Superconductivity is perhaps one of the most intriguing and heavily debated quantum phenomena in modern condensed matter physics. One, amongst the many, feature that makes it so is its ability to co-exist with many other quantum phases: like density-waves, magnets, and even rotational symmetry broken states: which is called the nematic state. Although the term originated in liquid crystals, more and more solid-state systems demonstrate such a state where the rotational symmetry is spontaneously broken (but not the translation one). Ruthenates, unconventional superconductors (Fe-based) are some of the well studied examples.
Over the years, Raman spectroscopy has positioned itself as an important tool to study symmetry breaking in quantum phases. It can not only detect the superconducting transition but also the nematic one. Further, in the more recent Fe-based superconductors, it has been demonstrated that superconductivity and nematicity can actually coexist and that there is a subtle interplay of these quantum phases. Each of these phases has its characteristic collective response. In this project, we wish to address the interplay of the two phases from the viewpoint of the collective modes in the respective states and study how the modes interact as the phases begin to coexist. Not only will this help us understand the coexistent-state better, but suggest new experiments that can identify the novel collective signatures arising from the interplay of the two orders.
Our group has developed techniques to study the collective response of unconventional superconductors, in general, and also understand their Raman spectroscopy signature. We wish to extend such techniques to include the nematic state. The main challenge involves including new interaction matrix elements in the coexistent problem. While the machinery already exists, we need motivated individuals who will tailor it to this specific problem.
Quantum and Solid state physics, familiarity with superconductivity, Familiarity with programming (C, MATLAB, Mathematica, Python).
Successful applicants will be offered financial packages consisting of RA, TA and various awards of at least 20,000 CAD per year (often more), for 4 years (PhD) or 2 years (MSc).

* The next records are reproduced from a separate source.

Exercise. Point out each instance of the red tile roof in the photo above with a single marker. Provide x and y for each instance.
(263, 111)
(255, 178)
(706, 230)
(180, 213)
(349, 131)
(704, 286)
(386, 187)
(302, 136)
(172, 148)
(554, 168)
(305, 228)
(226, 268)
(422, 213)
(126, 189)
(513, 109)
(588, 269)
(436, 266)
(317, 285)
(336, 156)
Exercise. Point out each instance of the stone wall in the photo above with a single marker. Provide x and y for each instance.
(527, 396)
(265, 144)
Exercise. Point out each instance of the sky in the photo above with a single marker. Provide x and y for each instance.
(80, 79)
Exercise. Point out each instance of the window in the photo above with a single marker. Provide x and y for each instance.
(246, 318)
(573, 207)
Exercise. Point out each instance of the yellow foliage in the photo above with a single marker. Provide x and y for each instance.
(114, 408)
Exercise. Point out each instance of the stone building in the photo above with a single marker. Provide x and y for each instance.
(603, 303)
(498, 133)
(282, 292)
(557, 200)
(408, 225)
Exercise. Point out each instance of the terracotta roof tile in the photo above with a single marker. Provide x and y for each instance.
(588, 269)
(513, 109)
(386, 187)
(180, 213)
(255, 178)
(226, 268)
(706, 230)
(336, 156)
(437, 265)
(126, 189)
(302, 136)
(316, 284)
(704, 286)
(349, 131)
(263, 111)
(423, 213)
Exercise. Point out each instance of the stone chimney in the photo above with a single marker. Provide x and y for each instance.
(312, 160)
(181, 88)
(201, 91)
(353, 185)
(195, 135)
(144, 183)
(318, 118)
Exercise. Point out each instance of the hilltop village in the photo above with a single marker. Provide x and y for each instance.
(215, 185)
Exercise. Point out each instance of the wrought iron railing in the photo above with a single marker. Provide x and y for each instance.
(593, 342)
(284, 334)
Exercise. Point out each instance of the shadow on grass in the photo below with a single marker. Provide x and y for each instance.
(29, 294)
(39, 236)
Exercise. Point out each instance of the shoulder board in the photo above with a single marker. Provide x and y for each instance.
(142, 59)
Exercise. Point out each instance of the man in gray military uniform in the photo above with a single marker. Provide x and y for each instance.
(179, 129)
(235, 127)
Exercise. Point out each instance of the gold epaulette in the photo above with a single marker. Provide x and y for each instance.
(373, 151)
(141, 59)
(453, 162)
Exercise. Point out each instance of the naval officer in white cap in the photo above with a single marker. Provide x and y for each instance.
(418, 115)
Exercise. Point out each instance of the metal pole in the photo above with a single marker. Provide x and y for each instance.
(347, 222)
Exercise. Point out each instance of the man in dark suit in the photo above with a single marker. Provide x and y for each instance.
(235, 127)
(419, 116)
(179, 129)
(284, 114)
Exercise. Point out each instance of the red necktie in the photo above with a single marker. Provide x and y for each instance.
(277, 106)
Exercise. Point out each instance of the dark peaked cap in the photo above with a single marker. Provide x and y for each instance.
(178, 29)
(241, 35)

International students will be offered tuition remissions or other awards to compensate for the international tuition fees.
Concordia Department of Physics is a growing department in a university with rapidly increasing rating. We offer research-based MSc and PhD programs. Our faculty members conduct research in the areas of Condensed Matter Physics (theoretical and experimental), Molecular Biophysics, Medical Physics / Imaging, Photonics, Theoretical High Energy Physics, Computational Physics and Physics Education.